Debugging techniques consolidated with tools

systematic-debugging now bundles supporting techniques and tools:

  • root-cause-tracing.md - Trace bugs backward through call stack
  • defense-in-depth.md - Add validation at multiple layers
  • condition-based-waiting.md - Replace arbitrary timeouts with condition polling
  • find-polluter.sh - Bisection script to find which test creates pollution
  • condition-based-waiting-example.ts - Complete implementation from real debugging session

Testing anti-patterns reference

test-driven-development now includes testing-anti-patterns.md covering:

  • Testing mock behavior instead of real behavior
  • Adding test-only methods to production classes
  • Mocking without understanding dependencies
  • Incomplete mocks that hide structural assumptions

Skill test infrastructure

Three new test frameworks for validating skill behavior:

tests/skill-triggering/ - Validates skills trigger from naive prompts without explicit naming. Tests 6 skills to ensure descriptions alone are sufficient.

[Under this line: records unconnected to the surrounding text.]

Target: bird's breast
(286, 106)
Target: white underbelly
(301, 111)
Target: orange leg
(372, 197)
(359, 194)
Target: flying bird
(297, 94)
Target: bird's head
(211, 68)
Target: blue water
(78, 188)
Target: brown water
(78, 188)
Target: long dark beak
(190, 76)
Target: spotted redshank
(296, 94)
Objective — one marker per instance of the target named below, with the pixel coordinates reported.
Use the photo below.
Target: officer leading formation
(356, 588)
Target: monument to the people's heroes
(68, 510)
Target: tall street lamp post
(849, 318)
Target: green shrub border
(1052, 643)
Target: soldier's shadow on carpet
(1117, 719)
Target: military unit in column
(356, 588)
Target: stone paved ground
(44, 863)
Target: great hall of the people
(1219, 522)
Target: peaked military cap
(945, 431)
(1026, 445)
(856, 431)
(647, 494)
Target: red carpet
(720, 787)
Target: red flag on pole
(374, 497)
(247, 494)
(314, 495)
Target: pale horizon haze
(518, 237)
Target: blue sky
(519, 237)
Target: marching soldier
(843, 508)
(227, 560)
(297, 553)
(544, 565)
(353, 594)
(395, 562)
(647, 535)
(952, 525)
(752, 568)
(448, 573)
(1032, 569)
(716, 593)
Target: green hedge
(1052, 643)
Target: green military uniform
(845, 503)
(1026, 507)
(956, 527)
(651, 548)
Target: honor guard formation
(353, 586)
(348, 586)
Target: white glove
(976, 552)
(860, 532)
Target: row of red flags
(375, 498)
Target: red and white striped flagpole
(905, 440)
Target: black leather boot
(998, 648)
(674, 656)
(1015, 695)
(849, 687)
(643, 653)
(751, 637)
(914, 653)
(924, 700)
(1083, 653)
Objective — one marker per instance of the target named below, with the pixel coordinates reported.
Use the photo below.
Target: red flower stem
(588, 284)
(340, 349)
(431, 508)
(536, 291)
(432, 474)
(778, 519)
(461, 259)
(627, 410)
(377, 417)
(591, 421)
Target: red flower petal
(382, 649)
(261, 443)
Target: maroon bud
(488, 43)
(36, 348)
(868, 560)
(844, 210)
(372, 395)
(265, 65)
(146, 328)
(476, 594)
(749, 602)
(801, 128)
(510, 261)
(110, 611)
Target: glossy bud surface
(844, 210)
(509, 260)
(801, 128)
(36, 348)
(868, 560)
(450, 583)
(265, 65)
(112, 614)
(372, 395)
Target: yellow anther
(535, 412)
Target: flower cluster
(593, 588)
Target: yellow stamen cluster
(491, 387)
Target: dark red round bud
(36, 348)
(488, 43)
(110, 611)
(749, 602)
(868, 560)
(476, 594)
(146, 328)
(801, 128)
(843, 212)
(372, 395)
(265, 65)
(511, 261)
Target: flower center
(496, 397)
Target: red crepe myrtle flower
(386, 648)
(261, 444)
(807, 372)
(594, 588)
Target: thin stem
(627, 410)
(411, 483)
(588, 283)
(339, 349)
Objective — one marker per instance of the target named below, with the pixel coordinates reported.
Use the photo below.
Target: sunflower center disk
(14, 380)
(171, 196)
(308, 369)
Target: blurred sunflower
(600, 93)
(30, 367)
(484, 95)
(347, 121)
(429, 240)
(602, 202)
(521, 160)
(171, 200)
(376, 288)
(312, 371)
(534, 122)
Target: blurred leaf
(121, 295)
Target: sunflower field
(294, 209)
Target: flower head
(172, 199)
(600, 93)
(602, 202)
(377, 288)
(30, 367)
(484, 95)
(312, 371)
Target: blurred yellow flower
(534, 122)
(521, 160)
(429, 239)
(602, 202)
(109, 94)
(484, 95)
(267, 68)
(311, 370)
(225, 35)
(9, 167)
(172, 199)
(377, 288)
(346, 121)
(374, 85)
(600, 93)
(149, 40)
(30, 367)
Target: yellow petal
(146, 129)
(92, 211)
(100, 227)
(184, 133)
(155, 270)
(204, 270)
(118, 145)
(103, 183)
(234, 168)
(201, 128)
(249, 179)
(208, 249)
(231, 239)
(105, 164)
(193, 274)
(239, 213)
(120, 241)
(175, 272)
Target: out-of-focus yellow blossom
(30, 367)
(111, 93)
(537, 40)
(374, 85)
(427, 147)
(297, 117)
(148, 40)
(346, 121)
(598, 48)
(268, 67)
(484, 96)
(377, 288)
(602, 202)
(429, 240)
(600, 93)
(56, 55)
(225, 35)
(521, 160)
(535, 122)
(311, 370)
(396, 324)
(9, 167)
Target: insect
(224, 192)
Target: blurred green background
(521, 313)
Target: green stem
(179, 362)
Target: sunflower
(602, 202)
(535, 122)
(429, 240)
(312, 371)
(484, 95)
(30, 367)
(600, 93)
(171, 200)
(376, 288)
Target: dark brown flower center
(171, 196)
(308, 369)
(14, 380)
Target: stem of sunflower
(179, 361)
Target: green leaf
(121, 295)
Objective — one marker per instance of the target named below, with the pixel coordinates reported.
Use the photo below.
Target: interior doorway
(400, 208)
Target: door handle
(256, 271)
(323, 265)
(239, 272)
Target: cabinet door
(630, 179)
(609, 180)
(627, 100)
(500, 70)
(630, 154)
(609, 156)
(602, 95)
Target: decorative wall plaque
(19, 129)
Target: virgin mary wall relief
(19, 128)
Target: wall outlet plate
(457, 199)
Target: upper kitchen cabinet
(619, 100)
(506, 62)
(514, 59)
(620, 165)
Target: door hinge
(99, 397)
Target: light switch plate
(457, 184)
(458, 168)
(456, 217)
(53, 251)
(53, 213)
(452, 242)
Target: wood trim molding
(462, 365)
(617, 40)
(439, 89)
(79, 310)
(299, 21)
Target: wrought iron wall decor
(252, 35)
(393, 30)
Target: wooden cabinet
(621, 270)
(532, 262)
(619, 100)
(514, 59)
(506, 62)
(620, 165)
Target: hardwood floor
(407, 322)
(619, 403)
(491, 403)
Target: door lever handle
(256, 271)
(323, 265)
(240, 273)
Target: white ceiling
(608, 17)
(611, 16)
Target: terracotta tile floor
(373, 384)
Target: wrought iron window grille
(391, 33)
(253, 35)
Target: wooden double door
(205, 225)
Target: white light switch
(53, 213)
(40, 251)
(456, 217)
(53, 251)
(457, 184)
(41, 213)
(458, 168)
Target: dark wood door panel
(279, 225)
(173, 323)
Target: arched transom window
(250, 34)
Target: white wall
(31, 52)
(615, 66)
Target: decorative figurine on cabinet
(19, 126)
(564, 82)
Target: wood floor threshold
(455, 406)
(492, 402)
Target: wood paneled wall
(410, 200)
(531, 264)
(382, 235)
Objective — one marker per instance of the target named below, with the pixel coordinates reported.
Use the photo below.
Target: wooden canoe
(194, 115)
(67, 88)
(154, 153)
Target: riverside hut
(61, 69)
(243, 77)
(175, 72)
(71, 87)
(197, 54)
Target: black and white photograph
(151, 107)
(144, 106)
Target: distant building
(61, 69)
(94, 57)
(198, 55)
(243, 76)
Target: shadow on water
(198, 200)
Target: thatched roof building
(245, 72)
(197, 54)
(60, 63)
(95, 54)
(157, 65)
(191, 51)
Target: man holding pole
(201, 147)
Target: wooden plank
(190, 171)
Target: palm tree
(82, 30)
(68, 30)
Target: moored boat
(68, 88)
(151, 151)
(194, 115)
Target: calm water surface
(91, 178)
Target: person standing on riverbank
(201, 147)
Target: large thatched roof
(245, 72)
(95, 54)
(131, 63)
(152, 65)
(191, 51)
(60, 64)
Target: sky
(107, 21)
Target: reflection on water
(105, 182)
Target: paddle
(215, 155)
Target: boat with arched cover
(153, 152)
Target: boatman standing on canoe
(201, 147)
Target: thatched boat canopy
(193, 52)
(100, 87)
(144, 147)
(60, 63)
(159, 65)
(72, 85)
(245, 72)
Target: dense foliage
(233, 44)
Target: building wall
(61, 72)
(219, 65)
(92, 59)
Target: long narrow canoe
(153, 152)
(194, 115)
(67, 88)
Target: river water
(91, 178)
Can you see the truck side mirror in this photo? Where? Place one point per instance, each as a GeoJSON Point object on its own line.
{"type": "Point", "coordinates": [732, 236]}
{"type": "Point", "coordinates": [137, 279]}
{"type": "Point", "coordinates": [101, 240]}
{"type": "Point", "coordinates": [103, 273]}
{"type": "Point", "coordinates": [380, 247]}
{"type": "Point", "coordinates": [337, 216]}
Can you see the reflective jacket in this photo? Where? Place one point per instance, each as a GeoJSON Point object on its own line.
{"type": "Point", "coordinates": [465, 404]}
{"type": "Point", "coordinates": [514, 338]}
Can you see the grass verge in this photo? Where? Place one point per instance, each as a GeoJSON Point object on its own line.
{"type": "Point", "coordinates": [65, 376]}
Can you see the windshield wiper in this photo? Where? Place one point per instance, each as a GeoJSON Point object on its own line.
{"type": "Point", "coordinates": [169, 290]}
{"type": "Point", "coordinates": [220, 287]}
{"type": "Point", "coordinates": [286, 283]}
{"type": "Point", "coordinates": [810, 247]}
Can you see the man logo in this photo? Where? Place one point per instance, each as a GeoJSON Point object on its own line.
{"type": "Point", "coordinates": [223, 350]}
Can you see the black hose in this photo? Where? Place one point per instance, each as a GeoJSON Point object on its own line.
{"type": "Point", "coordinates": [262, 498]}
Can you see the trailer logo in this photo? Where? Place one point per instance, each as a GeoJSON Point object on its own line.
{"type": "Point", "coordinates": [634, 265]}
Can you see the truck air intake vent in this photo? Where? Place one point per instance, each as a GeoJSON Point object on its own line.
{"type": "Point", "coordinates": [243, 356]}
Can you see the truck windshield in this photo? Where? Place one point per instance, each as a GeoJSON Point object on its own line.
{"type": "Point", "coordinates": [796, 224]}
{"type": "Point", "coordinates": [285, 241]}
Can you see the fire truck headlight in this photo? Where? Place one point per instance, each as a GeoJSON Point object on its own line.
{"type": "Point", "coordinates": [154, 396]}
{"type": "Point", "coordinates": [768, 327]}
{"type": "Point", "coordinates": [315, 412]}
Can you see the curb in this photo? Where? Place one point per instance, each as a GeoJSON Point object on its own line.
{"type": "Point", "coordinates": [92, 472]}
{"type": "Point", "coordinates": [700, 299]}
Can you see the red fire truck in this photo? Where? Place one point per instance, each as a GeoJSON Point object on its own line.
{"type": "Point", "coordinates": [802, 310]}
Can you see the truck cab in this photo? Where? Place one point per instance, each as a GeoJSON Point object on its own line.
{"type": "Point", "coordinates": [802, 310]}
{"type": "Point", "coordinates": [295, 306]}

tests/claude-code/ - Integration tests using claude -p for headless testing. Verifies skill usage via session transcript (JSONL) analysis. Includes analyze-token-usage.py for cost tracking.

tests/subagent-driven-dev/ - End-to-end workflow validation with two complete test projects:

  • go-fractals/ - CLI tool with Sierpinski/Mandelbrot (10 tasks)
  • svelte-todo/ - CRUD app with localStorage and Playwright (12 tasks)

Major Changes

DOT flowcharts as executable specifications

Rewrote key skills using DOT/GraphViz flowcharts as the authoritative process definition. Prose becomes supporting content.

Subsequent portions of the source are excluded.